Erickson will resume his quest to become the first coach to win a national championship at two schools. Both he and Spurrier, now in his third season at South Carolina, returned to college football at schools with lower profiles than where they won their titles.
That isn't the case for the third coach looking for the national championship double. You may have missed this, but NASA reported the astronauts on the space shuttle last spring made contact with what can only be described as beings from another galaxy.
The leader of the aliens said, "We come in peace," followed by, "So how do you think Nick Saban will do at Alabama?"
The public is reacting to the new Crimson Tide coach as if he is the Barry Bonds of college football -- beloved at home for what his fans believe he is going to do, hated on the road for his intimidating attitude and for what his detractors believe he did (bend NCAA recruiting rules). I made this comparison from the dais at a charity dinner in Mobile, Ala., last month, and the chill that washed over me didn't come from the air conditioning.

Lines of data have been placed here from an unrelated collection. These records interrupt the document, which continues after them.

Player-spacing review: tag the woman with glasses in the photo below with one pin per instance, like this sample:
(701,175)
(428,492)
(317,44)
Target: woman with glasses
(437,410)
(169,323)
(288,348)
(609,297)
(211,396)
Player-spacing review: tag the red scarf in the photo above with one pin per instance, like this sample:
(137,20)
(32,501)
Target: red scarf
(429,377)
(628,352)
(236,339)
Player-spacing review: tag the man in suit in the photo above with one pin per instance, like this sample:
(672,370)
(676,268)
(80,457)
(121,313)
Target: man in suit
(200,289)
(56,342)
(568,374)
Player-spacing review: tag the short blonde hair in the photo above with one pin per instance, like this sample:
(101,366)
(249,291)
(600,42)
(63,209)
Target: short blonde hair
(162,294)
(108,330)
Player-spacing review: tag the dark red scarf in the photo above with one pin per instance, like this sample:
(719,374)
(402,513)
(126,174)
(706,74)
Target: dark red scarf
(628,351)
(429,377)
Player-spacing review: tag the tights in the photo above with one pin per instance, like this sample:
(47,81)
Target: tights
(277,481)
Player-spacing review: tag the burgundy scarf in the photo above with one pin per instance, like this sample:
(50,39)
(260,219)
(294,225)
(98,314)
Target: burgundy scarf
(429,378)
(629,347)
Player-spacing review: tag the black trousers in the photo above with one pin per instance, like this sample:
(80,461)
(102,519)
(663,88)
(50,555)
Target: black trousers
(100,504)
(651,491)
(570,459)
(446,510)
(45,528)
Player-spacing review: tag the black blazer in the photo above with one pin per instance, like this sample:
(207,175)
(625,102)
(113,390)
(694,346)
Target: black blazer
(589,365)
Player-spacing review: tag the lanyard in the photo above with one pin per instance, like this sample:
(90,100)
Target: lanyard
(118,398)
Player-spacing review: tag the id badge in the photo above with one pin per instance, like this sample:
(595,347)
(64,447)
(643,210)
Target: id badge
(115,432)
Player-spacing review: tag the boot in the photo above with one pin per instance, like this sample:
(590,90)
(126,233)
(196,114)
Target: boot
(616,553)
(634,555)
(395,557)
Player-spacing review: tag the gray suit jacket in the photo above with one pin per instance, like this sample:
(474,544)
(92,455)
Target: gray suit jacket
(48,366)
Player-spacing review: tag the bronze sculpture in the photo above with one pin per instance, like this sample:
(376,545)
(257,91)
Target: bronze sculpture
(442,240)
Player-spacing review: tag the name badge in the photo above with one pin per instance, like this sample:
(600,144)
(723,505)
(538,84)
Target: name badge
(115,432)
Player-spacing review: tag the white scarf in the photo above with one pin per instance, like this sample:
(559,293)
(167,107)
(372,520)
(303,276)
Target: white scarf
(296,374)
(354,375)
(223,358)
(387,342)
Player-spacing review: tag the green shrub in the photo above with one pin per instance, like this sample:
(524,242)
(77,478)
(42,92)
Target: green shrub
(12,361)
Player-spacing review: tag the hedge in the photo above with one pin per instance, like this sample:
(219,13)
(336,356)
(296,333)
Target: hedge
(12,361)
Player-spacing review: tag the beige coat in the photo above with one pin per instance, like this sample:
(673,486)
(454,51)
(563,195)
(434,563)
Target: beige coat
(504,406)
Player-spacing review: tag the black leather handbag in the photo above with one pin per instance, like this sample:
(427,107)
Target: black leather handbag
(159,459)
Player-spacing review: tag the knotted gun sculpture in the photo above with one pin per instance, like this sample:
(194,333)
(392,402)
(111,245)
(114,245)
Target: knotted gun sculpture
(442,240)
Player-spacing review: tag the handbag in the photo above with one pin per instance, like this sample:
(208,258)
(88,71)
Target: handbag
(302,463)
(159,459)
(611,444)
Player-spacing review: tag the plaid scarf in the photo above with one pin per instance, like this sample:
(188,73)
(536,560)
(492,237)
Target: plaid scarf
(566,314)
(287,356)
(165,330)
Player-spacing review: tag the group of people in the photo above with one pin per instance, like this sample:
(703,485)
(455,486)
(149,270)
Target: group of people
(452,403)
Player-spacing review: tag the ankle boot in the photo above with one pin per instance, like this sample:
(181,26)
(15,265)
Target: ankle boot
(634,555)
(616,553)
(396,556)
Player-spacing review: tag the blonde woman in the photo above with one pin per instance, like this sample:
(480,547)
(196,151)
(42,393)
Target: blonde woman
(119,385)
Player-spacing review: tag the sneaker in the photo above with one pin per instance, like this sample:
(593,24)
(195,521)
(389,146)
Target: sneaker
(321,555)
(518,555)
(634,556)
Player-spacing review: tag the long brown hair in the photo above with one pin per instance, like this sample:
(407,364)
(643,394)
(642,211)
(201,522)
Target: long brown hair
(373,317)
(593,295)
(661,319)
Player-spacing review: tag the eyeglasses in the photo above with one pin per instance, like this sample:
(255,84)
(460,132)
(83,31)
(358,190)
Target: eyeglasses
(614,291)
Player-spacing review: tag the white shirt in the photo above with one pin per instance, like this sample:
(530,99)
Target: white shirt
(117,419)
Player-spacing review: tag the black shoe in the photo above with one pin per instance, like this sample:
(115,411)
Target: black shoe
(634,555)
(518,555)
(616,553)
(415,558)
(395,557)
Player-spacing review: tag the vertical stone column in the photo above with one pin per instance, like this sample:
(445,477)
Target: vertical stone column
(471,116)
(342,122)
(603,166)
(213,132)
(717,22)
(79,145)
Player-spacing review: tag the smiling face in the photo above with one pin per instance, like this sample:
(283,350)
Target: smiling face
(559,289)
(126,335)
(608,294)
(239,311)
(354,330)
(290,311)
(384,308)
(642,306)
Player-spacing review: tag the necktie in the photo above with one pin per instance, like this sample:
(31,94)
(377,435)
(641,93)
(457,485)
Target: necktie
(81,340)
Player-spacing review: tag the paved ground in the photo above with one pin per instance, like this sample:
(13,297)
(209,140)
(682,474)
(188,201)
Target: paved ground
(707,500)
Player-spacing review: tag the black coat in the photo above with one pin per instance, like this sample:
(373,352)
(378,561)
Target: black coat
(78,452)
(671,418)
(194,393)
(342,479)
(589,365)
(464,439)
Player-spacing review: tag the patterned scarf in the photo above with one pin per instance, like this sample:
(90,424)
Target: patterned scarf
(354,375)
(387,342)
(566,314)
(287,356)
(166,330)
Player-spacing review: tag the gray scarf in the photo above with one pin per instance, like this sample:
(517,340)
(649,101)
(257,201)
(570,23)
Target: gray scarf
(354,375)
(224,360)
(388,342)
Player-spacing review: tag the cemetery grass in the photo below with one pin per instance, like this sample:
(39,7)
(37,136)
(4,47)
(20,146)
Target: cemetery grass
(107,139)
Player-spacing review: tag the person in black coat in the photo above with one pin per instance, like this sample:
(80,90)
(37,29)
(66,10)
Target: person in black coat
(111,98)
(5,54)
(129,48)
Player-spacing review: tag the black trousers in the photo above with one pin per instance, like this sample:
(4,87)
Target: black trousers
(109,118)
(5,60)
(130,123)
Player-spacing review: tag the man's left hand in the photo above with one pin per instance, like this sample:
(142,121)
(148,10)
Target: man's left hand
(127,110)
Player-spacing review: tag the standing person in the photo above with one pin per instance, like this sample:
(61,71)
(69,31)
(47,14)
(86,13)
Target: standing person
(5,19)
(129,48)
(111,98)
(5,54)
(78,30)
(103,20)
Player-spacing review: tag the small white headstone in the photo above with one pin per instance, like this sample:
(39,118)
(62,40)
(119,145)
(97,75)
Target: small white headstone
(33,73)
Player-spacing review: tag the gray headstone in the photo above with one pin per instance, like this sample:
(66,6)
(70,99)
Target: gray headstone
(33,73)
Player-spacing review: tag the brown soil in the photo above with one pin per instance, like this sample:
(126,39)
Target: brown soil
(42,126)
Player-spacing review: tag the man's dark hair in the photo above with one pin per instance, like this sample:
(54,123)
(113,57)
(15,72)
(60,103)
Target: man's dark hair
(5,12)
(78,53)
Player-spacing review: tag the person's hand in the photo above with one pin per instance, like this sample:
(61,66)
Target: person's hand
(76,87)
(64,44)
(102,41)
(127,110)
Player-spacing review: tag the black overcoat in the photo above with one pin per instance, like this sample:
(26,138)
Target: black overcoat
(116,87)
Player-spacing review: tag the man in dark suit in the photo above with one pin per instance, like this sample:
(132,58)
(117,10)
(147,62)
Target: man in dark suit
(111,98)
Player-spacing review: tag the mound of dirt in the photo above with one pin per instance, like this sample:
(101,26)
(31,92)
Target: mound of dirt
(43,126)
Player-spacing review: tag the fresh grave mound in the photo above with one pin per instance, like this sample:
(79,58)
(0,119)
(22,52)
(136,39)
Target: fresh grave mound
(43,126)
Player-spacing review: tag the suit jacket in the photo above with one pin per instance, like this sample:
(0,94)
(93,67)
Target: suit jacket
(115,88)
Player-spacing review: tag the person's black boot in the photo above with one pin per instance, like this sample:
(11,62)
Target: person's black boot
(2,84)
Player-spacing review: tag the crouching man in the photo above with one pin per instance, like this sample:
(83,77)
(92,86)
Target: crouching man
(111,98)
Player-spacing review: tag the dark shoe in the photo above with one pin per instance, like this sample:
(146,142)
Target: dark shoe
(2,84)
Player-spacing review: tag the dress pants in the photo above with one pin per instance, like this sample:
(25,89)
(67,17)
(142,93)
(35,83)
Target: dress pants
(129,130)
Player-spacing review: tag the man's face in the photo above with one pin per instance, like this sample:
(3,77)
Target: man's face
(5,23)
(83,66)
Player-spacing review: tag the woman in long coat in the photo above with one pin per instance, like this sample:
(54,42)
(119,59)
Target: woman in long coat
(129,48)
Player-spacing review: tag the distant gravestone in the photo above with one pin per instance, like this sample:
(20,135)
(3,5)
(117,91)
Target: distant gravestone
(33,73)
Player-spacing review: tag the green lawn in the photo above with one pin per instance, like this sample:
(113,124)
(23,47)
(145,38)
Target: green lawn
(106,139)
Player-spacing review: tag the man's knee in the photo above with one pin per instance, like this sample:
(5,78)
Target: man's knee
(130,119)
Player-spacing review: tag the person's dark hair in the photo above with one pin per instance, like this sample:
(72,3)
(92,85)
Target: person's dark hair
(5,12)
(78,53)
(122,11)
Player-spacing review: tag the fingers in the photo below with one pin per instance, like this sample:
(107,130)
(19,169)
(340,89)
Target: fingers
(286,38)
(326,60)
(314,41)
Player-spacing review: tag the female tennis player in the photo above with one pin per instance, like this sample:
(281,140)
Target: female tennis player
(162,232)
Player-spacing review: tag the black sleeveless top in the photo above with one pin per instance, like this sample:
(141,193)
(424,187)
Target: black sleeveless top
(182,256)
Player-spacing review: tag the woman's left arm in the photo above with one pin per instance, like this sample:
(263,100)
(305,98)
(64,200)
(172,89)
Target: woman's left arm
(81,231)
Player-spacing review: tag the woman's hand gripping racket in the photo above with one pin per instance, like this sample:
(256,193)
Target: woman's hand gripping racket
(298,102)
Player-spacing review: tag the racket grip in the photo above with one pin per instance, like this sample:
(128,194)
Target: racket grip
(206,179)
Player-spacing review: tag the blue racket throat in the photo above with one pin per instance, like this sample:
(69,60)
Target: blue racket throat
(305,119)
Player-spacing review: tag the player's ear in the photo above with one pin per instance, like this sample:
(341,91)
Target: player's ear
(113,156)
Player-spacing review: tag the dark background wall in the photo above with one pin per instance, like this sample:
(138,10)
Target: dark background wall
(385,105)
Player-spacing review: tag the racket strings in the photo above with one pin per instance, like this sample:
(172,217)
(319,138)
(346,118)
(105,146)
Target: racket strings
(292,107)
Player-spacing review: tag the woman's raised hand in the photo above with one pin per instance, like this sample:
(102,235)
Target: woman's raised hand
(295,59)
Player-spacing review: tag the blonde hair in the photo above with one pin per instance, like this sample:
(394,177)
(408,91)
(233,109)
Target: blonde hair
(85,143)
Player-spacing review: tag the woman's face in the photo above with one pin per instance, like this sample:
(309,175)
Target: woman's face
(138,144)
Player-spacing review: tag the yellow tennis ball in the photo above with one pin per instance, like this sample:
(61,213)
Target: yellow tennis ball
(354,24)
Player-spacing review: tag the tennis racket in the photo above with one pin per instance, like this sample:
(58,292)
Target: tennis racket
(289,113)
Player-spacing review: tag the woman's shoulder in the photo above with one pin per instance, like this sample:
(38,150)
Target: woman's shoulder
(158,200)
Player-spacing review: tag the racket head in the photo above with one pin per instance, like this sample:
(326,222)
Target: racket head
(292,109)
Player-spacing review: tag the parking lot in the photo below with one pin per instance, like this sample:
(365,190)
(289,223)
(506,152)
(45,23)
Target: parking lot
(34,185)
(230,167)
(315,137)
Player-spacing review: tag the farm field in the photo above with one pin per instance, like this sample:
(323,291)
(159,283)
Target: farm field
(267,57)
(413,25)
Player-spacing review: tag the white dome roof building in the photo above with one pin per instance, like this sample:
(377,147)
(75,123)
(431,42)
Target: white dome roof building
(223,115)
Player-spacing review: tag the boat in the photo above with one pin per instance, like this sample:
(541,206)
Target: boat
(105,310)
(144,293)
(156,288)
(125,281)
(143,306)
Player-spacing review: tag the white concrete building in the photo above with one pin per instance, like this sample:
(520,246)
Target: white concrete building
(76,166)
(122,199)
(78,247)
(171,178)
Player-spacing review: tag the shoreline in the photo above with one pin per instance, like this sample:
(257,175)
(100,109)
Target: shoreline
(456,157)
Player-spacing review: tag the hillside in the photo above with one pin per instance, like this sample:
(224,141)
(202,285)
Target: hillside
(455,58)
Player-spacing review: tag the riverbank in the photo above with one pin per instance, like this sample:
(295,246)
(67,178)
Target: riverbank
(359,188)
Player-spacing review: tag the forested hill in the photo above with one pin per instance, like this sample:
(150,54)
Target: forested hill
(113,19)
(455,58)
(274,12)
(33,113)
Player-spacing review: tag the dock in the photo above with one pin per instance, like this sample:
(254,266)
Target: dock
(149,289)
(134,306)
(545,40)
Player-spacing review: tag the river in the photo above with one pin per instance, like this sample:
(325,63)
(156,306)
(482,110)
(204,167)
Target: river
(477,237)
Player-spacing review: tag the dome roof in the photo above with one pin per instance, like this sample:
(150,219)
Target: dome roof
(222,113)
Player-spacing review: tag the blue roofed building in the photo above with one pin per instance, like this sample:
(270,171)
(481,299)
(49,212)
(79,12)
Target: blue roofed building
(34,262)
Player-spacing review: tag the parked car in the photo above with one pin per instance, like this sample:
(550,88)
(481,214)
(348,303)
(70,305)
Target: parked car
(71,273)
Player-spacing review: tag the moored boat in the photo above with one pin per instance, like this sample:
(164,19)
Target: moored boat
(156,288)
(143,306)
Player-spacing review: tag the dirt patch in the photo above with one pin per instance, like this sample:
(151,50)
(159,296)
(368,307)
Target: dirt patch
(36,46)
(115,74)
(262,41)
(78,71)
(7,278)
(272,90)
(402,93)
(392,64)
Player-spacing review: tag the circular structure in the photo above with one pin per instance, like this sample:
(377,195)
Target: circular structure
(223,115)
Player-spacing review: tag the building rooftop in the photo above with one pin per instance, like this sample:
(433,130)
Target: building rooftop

Saban will attempt to prove that he can remake in Tuscaloosa what he built in Baton Rouge, much like another member of the national championship fraternity. Bobby Bowden is attempting to remake at Florida State what he built at, um, Florida State. Bowden rebuilt his offensive staff, bringing in four new coaches led by Saban's former offensive coordinator, Jimbo Fisher, to jump-start an offense that has been dead for a couple of years.
The Atlantic Coast Conference is expected to show new signs of life, too. That is said with no disrespect toward last season's champion, Wake Forest, which provided one of the best story lines of 2007. The Demon Deacons begin this season in their customary position, overshadowed by the Virginia Techs, Miamis and Florida States.
It's not that Wake will find it difficult to duplicate its success in 2007 as much as the feeling that success engendered. Surprising success is the narcotic of sport. It never feels quite so euphoric the next time. Big East commissioner Mike Tranghese has figured this out. He refers to 2007, when a league looked down upon by fans and foes alike took three undefeated teams into November, as "Cinderella."
The fairy tale may be over, but the Big East has four genuine Heisman Trophy candidates in Louisville quarterback Brian Brohm, West Virginia tailback Steve Slaton and quarterback Pat White, and Rutgers tailback Ray Rice. Rutgers, as did Wake Forest and, of course, Boise State, proved last season that the have-nots in college football occasionally have quite a lot.
The Broncos' rousing 43-42 overtime victory over Oklahoma in the Fiesta Bowl has raised the profile of all schools in conferences that don't get automatic BCS bids. This season, TCU and Hawaii are the preseason favorites to burst through the BCS doors and earn an at-large bid. The Warriors return 14 starters from an 11-3 team, including quarterback Colt Brennan.
Brennan not only broke the single-season record with 58 touchdown passes in 2007, but he also led Division I-A in passing efficiency (186.0). The senior is expected to contend for the Heisman Trophy, and neither his success nor the rise of his team should come as any surprise in the 2007 season.
After all, Hawaii is the southernmost team in the country.